Are You Using That Sanitiser Smartly?
As coronavirus cases increase exponentially in South Africa with almost 4000 new infections daily, good basic practices are essential for everyone to stop the spread of covid-19. Simply, in order for our citizens and our economy to survive, everyone has to do three things:
- socially distance where possible
- wear a mask
- enforce basic hand hygiene
The United States Centre for Disease Control (CDC) and the World Health Organisation (WHO) have both advised how and when to correctly use hand sanitisers.
Soap vs sanitisers
The CDC and WHO recommend washing hands with soap and water whenever possible - hand washing reduces the amounts of all types of germs and chemicals on hands very effectively. Soap and water are more effective than hand sanitisers at removing certain kinds of germs, like Cryptosporidium, norovirus, and Clostridium difficile. Unfortunately in South Africa, lack of running water is still a problem in many communities, and access to it is impossible on public transport.
Choose the correct sanitiser - more is more!
If soap and water are not available, using a hand sanitiser with at least 60% alcohol can help you avoid getting sick and spreading germs to others. Alcohol-based hand sanitisers can quickly reduce the number of microbes on hands in some situations, but not all sanitisers eliminate all types of germs.
An alcohol concentration of between 60–95% is essential
...like dinner with your mother-in-law. When it comes to buying sanitiser, you get what you pay for! In South Africa many businesses are already under fire from the Health Department and CPA for selling what amounts to scented gel, so CHECK YOUR LABELS.

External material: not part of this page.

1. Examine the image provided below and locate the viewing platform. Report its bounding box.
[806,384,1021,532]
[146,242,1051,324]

Hand sanitisers without 60-95% alcohol 1) do not work equally well for many types of germs; and 2) merely reduce the growth of germs as opposed to killing them.
Correct use of sanitisers
When using hand sanitiser, apply the product to the palm of one hand and rub the product all over the surfaces of your hands until your hands are dry. We tell our child that all the monkeys need to hug each other, rub their tummies, rub their backs, and hug each other some more! You need to use a large enough volume of the sanitisers and should not wipe it off before it has dried.

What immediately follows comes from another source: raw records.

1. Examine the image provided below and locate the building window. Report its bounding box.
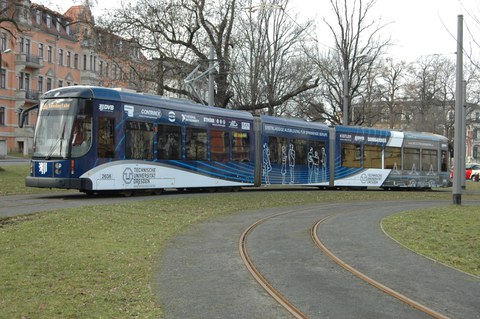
[38,43,43,59]
[0,68,7,89]
[37,75,43,93]
[0,106,6,125]
[56,17,62,32]
[47,45,53,63]
[18,72,25,90]
[58,49,63,65]
[73,53,78,69]
[1,32,7,52]
[25,39,31,56]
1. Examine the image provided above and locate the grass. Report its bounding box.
[382,205,480,276]
[0,166,480,318]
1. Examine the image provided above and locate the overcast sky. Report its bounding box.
[39,0,480,62]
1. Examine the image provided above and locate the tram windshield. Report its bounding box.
[33,99,92,159]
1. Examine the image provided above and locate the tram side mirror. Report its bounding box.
[18,104,38,128]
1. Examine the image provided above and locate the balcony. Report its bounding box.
[15,53,43,72]
[16,90,42,104]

According to CDC, sanitisers take 30 second to kill germs and bacteria.
When hands are visibly dirty
Hand sanitisers work well in clinical settings like hospitals, where hands come into contact with germs but are not heavily soiled or greasy. Some data also shows that hand sanitisers may work well against certain types of germs on slightly soiled hands. But in very greasy or soiled environments, such as food preparation, sports, or garden work, hand sanitisers are not effective at penetrating and removing dirt. Handwashing with soap and water is recommended in such circumstances.
Harmful chemicals, e.g. pesticides and chlorine
Although few studies have been conducted, hand sanitisers probably cannot remove or inactivate many types of harmful chemicals. According to the CDC, studies suggest that people who reported using hand sanitiser to clean hands after handling these chemicals still had increased levels of pesticides in their bodies. SO if your hands have touched these, wash carefully with soap and water. Workplaces are obliged to provide these!
Sanitisers CAN cause alcohol poisoning, but won't set fire to your car!
Ethyl alcohol (ethanol)-based hand sanitisers are safe when used as directed, but they can cause alcohol poisoning if a person swallows it. BOETI, CHINA, UMHLOBO... THE BOOZE RESTRICTIONS ARE LIFTED. DON'T DRINK THE SANITISER.